How about the NHS? We brag that our National Health Service is the best example of socialised medicine in the world – yet thanks to the private finance initiative, the bricks and mortar of our hospitals are privately owned, and the beloved NHS merely a paying tenant.
Then there is the arts world. We boast about our wonderful arts institutions and their accessibility, citing free admission to galleries, and reduced ticket prices for live performance as examples of brilliant social inclusion. Really? Anyone visiting, say, the ticketed Rembrandt at the National Gallery or ZooRepublic’s hip-hop Alice at the Royal Opera House this Christmas might have thought that English society was entirely comprised of elderly white people on their own (Rembrandt) or, in the case of the hip-hop, elderly white people toting grandchildren dressed entirely in Boden. Oh, and that nobody outside London is interested in the arts, since everything is in the capital.
Maybe it’s pre-election restlessness, but Bennett’s view has been joined recently by others who are also picking holes in the gleaming PR mantle of Britannia. The Labour MP Chris Bryant brought a torrent down on his head by merely suggesting that perhaps it was time for some people other than public schoolboys to have a go on the arts awards podium. Maybe the comments are becoming a chorus because it is only now, 70 years on, that a post-war top soil of social concern which started to shift during the Thatcher years, has at last been fully blown away, revealing Perfidious Albion for what it has always been, namely, as one commentator recently put it, a place full of “pinstriped bastards reeking of lunch”.
Perhaps public institutions such as the Arts Council (which at least pushes funding towards other genders, races and classes) and Birmingham’s glittering new library are the anomalies residing in a world of hypocrisy and galloping privatisation.
It is sadly delicious, however, that such a damning indictment must be delivered by the chronicler of middle England itself, Alan Bennett, within a lunchtime programme on England’s triumphant bastion of civilisation, BBC Radio 4.
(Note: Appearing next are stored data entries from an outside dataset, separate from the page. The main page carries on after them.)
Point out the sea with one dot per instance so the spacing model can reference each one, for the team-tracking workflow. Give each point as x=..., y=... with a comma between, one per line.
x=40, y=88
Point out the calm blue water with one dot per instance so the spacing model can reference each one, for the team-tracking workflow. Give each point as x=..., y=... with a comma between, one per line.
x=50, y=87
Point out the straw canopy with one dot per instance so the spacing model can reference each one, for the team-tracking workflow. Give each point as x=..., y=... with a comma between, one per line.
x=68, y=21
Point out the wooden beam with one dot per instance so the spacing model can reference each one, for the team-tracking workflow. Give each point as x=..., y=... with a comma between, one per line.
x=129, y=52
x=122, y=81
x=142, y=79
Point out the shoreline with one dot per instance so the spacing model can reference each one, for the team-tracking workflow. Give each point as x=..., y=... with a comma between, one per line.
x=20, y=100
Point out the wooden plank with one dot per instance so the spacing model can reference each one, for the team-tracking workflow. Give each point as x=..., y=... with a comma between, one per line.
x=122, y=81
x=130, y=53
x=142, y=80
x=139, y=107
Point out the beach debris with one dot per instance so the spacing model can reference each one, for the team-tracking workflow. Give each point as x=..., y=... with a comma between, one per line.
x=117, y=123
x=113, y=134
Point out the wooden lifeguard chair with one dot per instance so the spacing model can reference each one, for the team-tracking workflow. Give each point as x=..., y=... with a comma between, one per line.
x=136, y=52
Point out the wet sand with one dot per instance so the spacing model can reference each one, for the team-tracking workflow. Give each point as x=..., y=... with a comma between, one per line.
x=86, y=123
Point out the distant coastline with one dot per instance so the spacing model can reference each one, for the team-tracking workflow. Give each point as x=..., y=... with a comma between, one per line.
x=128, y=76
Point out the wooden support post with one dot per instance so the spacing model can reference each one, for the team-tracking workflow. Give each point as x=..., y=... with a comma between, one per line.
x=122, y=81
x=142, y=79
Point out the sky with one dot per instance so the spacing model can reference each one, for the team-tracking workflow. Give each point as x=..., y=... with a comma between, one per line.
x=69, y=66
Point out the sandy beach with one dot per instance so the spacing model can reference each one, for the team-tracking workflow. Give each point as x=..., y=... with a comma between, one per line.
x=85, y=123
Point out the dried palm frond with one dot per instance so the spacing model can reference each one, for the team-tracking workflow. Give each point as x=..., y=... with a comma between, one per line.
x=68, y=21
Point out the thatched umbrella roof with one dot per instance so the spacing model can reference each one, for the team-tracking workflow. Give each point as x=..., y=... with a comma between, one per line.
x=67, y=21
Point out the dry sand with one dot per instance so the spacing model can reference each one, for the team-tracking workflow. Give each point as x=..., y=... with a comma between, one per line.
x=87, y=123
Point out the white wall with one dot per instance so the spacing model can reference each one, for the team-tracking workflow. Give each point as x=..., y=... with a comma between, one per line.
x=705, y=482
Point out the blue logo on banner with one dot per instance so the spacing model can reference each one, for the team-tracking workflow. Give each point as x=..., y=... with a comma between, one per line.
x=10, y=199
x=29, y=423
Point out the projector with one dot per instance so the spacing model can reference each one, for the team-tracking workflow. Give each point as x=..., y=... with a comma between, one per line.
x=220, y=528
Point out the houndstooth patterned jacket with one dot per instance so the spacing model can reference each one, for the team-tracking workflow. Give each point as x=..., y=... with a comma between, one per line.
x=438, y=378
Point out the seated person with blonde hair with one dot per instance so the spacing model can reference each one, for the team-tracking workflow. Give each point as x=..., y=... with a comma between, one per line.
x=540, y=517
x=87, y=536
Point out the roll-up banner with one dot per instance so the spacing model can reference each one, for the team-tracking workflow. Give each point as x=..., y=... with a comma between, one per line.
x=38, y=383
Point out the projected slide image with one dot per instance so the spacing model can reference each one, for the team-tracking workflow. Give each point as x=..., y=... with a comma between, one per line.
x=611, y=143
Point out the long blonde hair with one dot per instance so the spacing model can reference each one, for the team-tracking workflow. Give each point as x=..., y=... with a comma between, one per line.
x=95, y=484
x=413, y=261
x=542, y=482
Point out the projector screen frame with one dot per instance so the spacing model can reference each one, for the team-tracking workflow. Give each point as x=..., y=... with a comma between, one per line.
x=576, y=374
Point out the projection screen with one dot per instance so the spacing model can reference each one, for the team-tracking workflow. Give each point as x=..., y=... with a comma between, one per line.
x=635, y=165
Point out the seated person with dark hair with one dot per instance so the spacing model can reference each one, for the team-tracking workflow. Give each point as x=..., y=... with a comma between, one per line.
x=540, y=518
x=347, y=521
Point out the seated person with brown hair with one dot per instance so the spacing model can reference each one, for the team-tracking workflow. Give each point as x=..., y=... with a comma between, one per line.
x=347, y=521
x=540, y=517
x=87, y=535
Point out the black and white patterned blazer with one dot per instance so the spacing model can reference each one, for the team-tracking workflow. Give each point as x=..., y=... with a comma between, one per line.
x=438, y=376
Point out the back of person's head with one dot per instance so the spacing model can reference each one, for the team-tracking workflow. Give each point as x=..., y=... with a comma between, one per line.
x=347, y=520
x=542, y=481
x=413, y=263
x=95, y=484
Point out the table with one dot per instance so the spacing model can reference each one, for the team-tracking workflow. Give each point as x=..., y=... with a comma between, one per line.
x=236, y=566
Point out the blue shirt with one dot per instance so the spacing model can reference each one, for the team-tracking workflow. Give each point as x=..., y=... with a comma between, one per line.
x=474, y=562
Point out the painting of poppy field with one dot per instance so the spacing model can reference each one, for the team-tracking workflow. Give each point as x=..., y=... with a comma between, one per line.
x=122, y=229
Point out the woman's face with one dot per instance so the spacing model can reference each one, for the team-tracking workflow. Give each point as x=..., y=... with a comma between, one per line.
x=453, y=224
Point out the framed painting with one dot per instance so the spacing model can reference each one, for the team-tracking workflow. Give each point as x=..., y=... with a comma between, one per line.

Even Superman might find Fiennes’ marathon a bit much
Having clearly got cramp at Man and Superman, currently running at the National Theatre for three and a half hours, theatre critic Rupert Christiansen urges for shows to kick off a bit earlier. I agree. If you are going to witness a marathon, even with Ralph Fiennes, 7.30pm is just too late, because nobody is going to serve you what you need, namely nutrition and a stiff drink, anywhere afterwards.
A 6pm start would just about do it, but that would require leaving your workstation after tea, which might not go down too well with colleagues. Then there is the issue of transport; if you want to go to an away match, better check out the last train, or the Premier Inn will be your curtain call.
All of which leads us to the issue of the weekend matinee, whose day has clearly re-dawned. Discovering that my 17-year-old daughter, about to take her A-levels, has yet to actually experience the end of her Shakespeare text, I determined to take her to see it. Well, the best King Lear currently in the country is a touring show courtesy of the indomitable Barrie Rutter and Northern Broadsides, directed by Jonathan Miller.
The only show we can hope get to and from in a day, is next Saturday’s matinee at Dean Clough in Halifax. Three hours there, three hours of Barrie on the blasted heath, three hours back. To make it memorable, I’m also taking the next child in line, the 15-year-old. Picnics on the train, Thermos flasks, the lot.
Do the Millard teens know about the nine-hour extravaganza in store for them? Only if they read this. Tee hee.